Ryan Singel, Judging a Book by Its Contents, Wired News, May 5, 2005. On Amazon's cool tools for helping to identify books that fit your interests. Excerpt: 'Name that famous book from just these phrases: "pagan harpooneers," "stricken whale," "ivory leg." Or how about this one: "old sport." Yes, it's Herman Melville's Moby Dick and F. Scott Fitzgerald's The Great Gatsby, respectively, but the words aren't just a game. They are Statistically Improbable Phrases, the result of a new Amazon.com feature that compares the text of hundreds of thousands of books to reveal an author's signature constructions. The haiku-like SIPs are not the only word toys on the site.
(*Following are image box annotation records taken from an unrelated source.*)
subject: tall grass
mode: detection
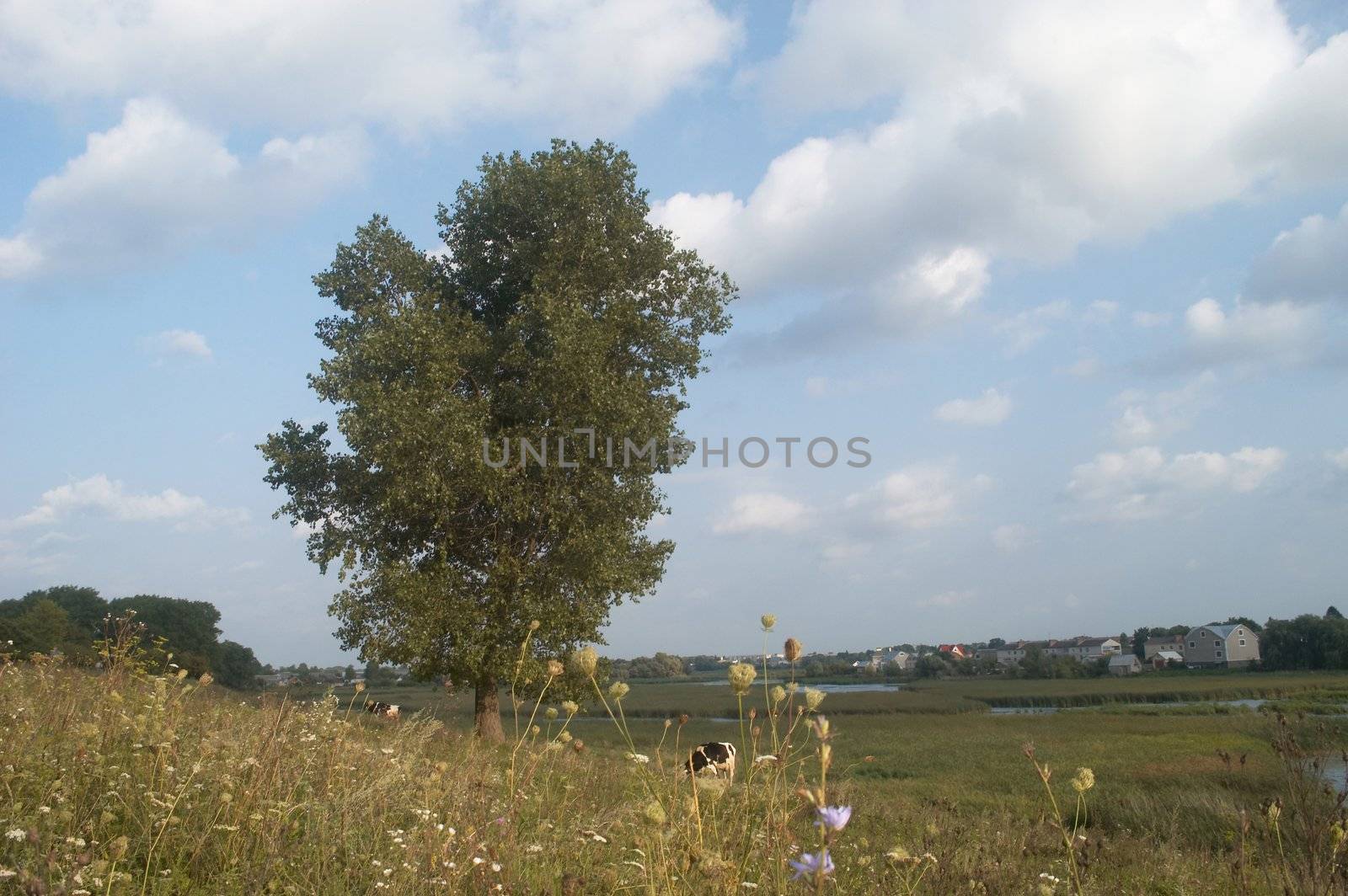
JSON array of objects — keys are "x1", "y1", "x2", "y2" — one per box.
[{"x1": 0, "y1": 620, "x2": 1344, "y2": 896}]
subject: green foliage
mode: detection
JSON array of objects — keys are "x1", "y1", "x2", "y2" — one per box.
[
  {"x1": 108, "y1": 595, "x2": 220, "y2": 675},
  {"x1": 1259, "y1": 613, "x2": 1348, "y2": 669},
  {"x1": 260, "y1": 141, "x2": 735, "y2": 711},
  {"x1": 211, "y1": 642, "x2": 261, "y2": 691}
]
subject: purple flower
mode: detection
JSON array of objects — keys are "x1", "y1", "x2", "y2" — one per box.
[
  {"x1": 786, "y1": 849, "x2": 833, "y2": 880},
  {"x1": 814, "y1": 806, "x2": 852, "y2": 831}
]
Customers can also see the 100 most common words in a book....While such services seem to have little value and have generated scant publicity, except from bibliophilic thrill seekers, web watchers say the madcap stats aren't just for kicks....Bill Carr, Amazon's executive vice president of digital media, confirms that this is a serious attempt to sell more books. "We've been spending a lot of time thinking, 'We have this rich digital content, how can we pull info out and expose it to customers that makes discovery even better?'" Carr said. "What you are seeing here are the fruits of a lot experimenting and brainstorming....One of the cool things is getting people to discover books that are not only related, but that they would have a hard time finding anywhere else."...Benjamin Vershbow, a researcher at the Institute for the Future of the Book, sees Amazon's SIPs as an automated version of tagging, a concept that fuels sites like del.icio.us, a bookmark-sharing site, and photo-sharing site Flickr. Both rely heavily on users attaching descriptive names to websites or photos so others can discover them. Vershbow found, however, that Amazon's SIPs work much better for nonfiction than for novels....Vershbow sees Amazon's data mining as part of a trend on the web where sites are learning to weave data sources together to create a new web experience. Amazon's Carr agrees. "We are pioneers here ... in that we have this amazing corpus -- no one else has a corpus of this magnitude -- and are finding exciting ways to leverage that content to make a better discovery process for customers." '

(PS: Open-access texts lend themselves to these kinds of fingerprinting, tagging, mining, and discovery tools. And the tools don't have to be provided by the publisher or host. They can be can be developed by third-party service providers. OA texts support layer upon layer of useful services --whatever we are clever enough to conceive and good enough to let loose.)